厚生労働省が9日発表した毎月勤労統計調査の昨年12月速報値(従業員5人以上)によると、労働者1人あたり現金給与総額は63万1986円(前年同月比2.4%増)で48カ月連続のプラスとなった。しかし、物価上昇分を差し引いた実質賃金指数(20年=100、持ち家の帰属家賃を除く)は172.2(同0.1%減)となり、1月から12カ月連続のマイナスになった。
給与額のうち、基本給などの所定内給与は27万942円(同2.2%増)、冬ボーナスなどの特別給与は34万601円(同2.6%増)。雇用形態別の総額は、正社員が中心の一般労働者が86万842円(同2.7%増)、パートタイム労働者は13万1977円(同1.1%増)だった。
産業別で大きく伸びたのは、「鉱業、採石業等」の95万5068円(同16.0%増)、「生活関連サービス等」の35万8889円(同8.0%増)など。

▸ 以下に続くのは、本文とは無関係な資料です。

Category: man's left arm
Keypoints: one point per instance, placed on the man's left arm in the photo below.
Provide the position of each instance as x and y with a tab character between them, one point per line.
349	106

「運輸、郵便業」が66万2892円(同0.6%減)と減った以外、15産業でプラスとなった。
月間総実労働時間は134.4時間(同1.7%減)。月末の常用労働者数は5190.4万人(同1.2%増)で、パートタイム比率は31.44%(同0.22ポイント増)だった。
昨年年間も実質1.3%減、4年連続のマイナス
この結果、2025年の年間平均(速報)では現金給与総額が35万5919円(前年比2.3%増)と5年連続のプラスとなったが、実質賃金は98.0(同1.3%減)と4年連続のマイナス。24年の同0.3%減からマイナス幅も拡大した。

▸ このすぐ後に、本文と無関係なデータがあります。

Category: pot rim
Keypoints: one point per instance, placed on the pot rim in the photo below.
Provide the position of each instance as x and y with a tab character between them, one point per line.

所定内給与は26万7551円(同2.0%増)、特別給与は6万8483円(同3.8%増)でボーナスなどが伸びた。一般労働者は46万5895円(同2.9%増)、パートタイム労働者は11万4455円(同2.3%増)となり、パートの伸びが正社員を下回った。短時間勤務が増えたためとみられる。
産業別では「鉱業、採石業等」の46万8935円(同13.4%増)が最も伸び、「電気・ガス業」が63万7601円(同6.3%増)で続いた。「運輸、郵便業」だけ37万9907円(同1.8%減)のマイナスだった。
月間実働時間は135.0時間(同1.4%減)と2年連続の減少。常用雇用者は5156.5万人(同1.5%増)となり、パート比率は31.30%(同0.44ポイント増)となった。